Adult tissue stem cells produce highly differentiated but short-lived cells throughout life, contributing to the tissue maintenance and repair. To balance between stem cell self-renewal and differentiation, stem cell often divide asymmetrically to produce two distinct daughters. Our lab challenges to reveal molecular and cellular mechanisms that regulate asymmetric stem cell division using male and female Drosophila germline stem cell systems. We are currently focusing on two specific questions, 1) How the niche signal is the spatially restricted with the emphasis on the novel stem cell specific structure, MT (microtubule based)-nanotubes? 2) How are the physical parameters of dividing stem cells regulated, and how does it contribute to precise fate asymmetry? Taking the advantage of small size and simple anatomy of Drosophila gonads, we conduct whole tissue live imaging to monitor in vivo stem cell behavior. We are generating tools to investigate various protein dynamics in asymmetrically dividing stem cells. Our effort will contribute to comprehensively understand how the extrinsic and intrinsic regulations are integrated to ensure the precise cell fate determination.

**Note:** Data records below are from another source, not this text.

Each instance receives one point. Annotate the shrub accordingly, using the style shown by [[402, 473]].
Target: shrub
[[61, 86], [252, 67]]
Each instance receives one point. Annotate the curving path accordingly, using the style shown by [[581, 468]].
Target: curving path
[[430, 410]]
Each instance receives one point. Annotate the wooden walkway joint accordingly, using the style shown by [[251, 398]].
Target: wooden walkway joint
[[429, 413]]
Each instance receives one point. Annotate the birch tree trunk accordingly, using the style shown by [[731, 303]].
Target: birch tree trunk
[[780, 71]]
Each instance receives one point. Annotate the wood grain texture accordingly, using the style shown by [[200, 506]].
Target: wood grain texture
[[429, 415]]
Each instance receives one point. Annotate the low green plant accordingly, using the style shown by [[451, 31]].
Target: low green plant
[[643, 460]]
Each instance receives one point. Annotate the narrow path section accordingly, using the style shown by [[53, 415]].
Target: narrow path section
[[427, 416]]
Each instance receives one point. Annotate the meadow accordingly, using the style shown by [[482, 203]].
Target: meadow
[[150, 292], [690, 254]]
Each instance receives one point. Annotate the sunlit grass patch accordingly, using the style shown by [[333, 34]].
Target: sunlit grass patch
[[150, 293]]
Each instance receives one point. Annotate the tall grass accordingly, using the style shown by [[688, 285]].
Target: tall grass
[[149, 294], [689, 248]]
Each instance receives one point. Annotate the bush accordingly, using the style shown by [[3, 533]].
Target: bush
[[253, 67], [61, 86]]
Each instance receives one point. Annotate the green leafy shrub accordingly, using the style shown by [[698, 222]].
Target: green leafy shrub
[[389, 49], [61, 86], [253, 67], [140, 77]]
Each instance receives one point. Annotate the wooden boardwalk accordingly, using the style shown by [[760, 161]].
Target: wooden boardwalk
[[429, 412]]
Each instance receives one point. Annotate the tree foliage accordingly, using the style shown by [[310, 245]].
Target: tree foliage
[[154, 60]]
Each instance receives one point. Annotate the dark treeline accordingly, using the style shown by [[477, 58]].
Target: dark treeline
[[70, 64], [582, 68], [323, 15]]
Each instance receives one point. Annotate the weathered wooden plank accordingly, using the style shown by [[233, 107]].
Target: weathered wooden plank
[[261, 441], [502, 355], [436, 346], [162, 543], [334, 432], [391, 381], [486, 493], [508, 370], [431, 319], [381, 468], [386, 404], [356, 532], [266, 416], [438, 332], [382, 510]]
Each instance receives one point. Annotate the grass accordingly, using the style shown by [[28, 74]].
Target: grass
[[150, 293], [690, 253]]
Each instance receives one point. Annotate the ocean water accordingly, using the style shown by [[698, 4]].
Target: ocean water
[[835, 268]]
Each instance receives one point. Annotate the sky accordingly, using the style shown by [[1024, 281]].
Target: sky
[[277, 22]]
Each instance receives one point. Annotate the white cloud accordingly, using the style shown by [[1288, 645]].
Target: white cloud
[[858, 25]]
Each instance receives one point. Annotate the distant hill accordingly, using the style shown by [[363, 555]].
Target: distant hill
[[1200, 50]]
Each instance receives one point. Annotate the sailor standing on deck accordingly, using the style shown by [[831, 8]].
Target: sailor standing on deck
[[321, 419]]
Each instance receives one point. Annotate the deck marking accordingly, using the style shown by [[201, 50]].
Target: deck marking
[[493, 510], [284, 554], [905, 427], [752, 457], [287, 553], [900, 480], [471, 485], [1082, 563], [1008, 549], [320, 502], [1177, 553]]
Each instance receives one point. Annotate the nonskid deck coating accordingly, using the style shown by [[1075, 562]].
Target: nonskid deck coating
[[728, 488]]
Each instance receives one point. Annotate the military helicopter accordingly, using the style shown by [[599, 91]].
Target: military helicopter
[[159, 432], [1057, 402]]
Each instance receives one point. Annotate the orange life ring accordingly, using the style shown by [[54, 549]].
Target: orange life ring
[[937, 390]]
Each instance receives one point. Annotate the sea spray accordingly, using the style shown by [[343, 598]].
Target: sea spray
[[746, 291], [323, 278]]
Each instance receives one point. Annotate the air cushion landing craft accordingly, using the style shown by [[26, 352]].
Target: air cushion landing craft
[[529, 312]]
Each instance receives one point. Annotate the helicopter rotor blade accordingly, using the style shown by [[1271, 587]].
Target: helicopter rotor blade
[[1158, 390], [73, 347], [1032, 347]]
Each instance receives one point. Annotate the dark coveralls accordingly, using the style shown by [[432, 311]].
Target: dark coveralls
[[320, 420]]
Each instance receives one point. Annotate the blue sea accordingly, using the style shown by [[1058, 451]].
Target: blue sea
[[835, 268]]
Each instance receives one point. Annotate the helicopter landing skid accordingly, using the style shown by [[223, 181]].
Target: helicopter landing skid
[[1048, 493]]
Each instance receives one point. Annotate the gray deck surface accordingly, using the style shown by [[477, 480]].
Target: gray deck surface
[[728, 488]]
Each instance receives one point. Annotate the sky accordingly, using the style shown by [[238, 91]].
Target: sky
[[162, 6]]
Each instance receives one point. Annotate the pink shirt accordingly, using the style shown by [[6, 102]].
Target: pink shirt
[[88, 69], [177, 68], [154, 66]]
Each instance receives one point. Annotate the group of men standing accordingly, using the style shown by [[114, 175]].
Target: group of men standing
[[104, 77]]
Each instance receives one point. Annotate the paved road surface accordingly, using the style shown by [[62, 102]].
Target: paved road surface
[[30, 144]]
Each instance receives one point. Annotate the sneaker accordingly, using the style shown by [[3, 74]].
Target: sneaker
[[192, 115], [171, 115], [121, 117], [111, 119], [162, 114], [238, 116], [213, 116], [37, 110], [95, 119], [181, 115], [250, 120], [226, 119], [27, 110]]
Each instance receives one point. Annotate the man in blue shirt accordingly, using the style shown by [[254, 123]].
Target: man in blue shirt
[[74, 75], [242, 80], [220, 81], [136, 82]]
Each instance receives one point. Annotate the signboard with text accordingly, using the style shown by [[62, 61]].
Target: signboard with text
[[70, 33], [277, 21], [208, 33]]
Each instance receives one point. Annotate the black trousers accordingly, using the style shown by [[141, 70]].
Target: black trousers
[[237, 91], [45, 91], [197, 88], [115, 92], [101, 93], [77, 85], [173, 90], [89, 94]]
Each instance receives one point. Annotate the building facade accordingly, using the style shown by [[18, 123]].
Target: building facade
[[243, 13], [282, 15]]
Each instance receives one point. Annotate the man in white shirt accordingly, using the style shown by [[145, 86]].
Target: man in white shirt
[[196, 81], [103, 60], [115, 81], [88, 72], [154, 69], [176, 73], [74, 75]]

1. Regulation of Niche-Stem Cell Interaction by MT-nanotubes 

Specialized environments called “niches” help to maintain stem cells by producing signals essential for stem cell maintenance. Stem cell-niche signaling has to be carefully regulated, since an excess of signal activation can lead to tumorigenic overproliferation of stem cells, while its shortage can deplete stem cells, causing tissue degeneration. Thus, niche signal has to meet two criteria 1) sufficient signal activation in stem cells, 2) no (or lower than threshold) signal activation in non-stem cells. Stem cells and their non-stem cell daughters are often juxtaposed each other, and thus how specificity of spatially confined niche signaling is achieved has been a mystery. It has been postulated that the secreted niche ligands “diffuse” only in a short-range, but how the range of diffusion can be tightly regulated remained unknown. We recently discovered previously unrecognized cellular protrusions, termed MT (microtubule-based)-nanotubes, that are specifically formed by germline stem cells (blue cells in the picture) and extend into the niche-forming hub cells (pink cells). Our preliminary studies indicate that MT-nanotubes promote BMP signaling (Dpp ligand-Tkv receptor), a niche ligand required for stem cell maintenance. We hypothesize that MT-nanotubes function to mediate productive niche signaling such that only stem cells experience enough niche-dependent signal transduction, providing a mechanistic basis for the short-range nature of the niche signaling. We further explore molecular and cellular mechanisms of MT-nanotube-mediated niche-stem cell signaling.


2. Investigate the intracellular geometry during asymmetric cell division

Our preliminary studies have discovered that several proteins exhibits clear asymmetric distribution during GSC division even BEFORE the cytokinesis is completed. Interestingly, this asymmetry is only observed in female germline stem cells but not in male's, indicating the existence of distinct regulatory mechanisms between male and female GSCs. The physical nature of  barriers and the manner whereby they impede the free diffusion of molecules during asymmetric division has rarely been studied in depth. We conducted RNAi candidate screening and identified the genes responsible for this asymmetry. Interestingly, many cellular structural components (nuclear envelope, fusome/spectrosome, ER) were found to be required for asymmetry formation, suggesting that the integrity of subcellular compartment is essential for successful asymmetric division. To understand the cellular geometry with emphasis on the physical requirements of the cell's compartmentalization to be effective in generation of stereotypical asymmetry, we will generate the intracellular "map" of dividing stem cell daughters. We investigate the behavior of proteins localize to the subcellular structures/organelle. We have developed a size model of female vs. male GSCs and are collecting local kinetic parameters (e.g. diffusion coefficients) using control mEOS (green to red photoconvertible protein upon UV light stimulation). Our approach will contribute to discovering novel asymmetries, thus comprehensive understanding of the molecular and cellular mechanisms of asymmetric stem cell division.